Gregory Bateson offers a suggestive account of how such a call motivates existential and epistemic change in his 1971 essay, "The Cybernetics of Self: A Theory of Alcoholism." (Psychiatry 34, No. 1 (1971): 1-18, reprinted in Steps to an Ecology of MInd (New York: Ballantine Books, 1972, pp. 309-337). There he contrasts the standard Western epistemology that opposes a self-sufficient subject to an external world with a "theological" model in which the self is understood to be a part of a larger whole. The former model, failing to acknowledge transcendence, makes resistance to alcohol a matter of will power; it is notably unsuccessful in treating alcoholism. The latter model, acknowledging transcendence, transforms resistance into an act of surrender to a more powerful being. As Bateson comments, "To be defeated by the bottle and to know it is the first ‘spiritual experience.' The myth of self-power is thereby broken by the demonstration of a greater power" (p. 313).
His analysis of alcoholism rests upon an epistemic shift in the thinking of the alcoholic. According to Bateson, the alcoholic at first sees himself caught in a classic Cartesian opposition between an inviolate self and competing other -- the self versus desire, the body, alcohol. The will power of the isolated self is challenged by the temptation of drink; the struggle to resist alcohol is a struggle of the will. The alcoholic, by definition, fails, repeatedly, in this struggle, but he fails not as a consequence of a weak will or of the overwhelming power of desire, but precisely as a result of his own strength. As long as alcohol is resisted, the will is strong; but the very strength of the will, in order to be maintained as strong, requires further challenge. Such challenge can only be provided by alcohol, by challenging oneself to take one and only one drink and then to resist taking a second and a third. But of course, once one drink is consumed, the desire to have a second and a third proves to be overwhelming, and the cycle of drunkenness, resistance, temptation, test, failure, and drunkenness repeats itself.

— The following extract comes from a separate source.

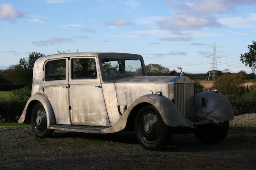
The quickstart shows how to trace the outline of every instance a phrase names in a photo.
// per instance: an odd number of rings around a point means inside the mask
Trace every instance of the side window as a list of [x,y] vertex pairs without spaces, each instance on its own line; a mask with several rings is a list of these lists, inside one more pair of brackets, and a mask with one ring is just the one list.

Bateson's insight was that the symmetric logic of schismogenesis, in which temptation is countered by resistance in an ever-increasing series of challenges, is transformed by the logic of Alcoholic Anonymous. AA performs logical judo, transforming the symmetric logic of increasing struggle into the complementary logic of mutual accommodation. The first rule of AA is that "There is a Power greater than the self." Once this Power is truly acknowledged, and once one understands that alcohol is one version of this Power while God is another, the possibility exists for cure. One can cease struggling against alcohol by acknowledging its superior strength; but one can be cured of alcoholism by surrendering to a different fount of superior strength, God.
Both alcohol and God are stronger than the alcoholic. The alcoholic's error lies in thinking that he is as strong as alcohol, and can resist it through an act of will. Once he acknowledges his own limitation, once he acknowledges the existence of greater powers than himself, then his surrender to them will not be understood as a sign of weakness but rather as an act of self-knowlege and inner strength. He must surrender, but to God rather than to alcohol.
Bateson's lovely argument is that what is required of the alcoholic is, at first, a shift in epistemology: "Notably, the change is from a incorrect to a more correct epistemology" (p. 313). Here I would disagree in that the shift does not happen in this way experientially. Rather than the shift occurring on the epistemic level, I would suggest that it is a shift in metaphysics from which an epistemic shift also results secondarily. Metaphysics precedes epistemology. That is, I believe that first one experiences one's own limited power not as a cognitive matter, but as a matter of lived-experience -- of job loss, of destroyed relationships, of the deterioration of personal health, of finances, and, ultimately, of the acknowledgement of the failure of will alone -- and then one comes to an understanding both that there is a Power greater than the self, and that surrender to this Power offers a chance at salvation.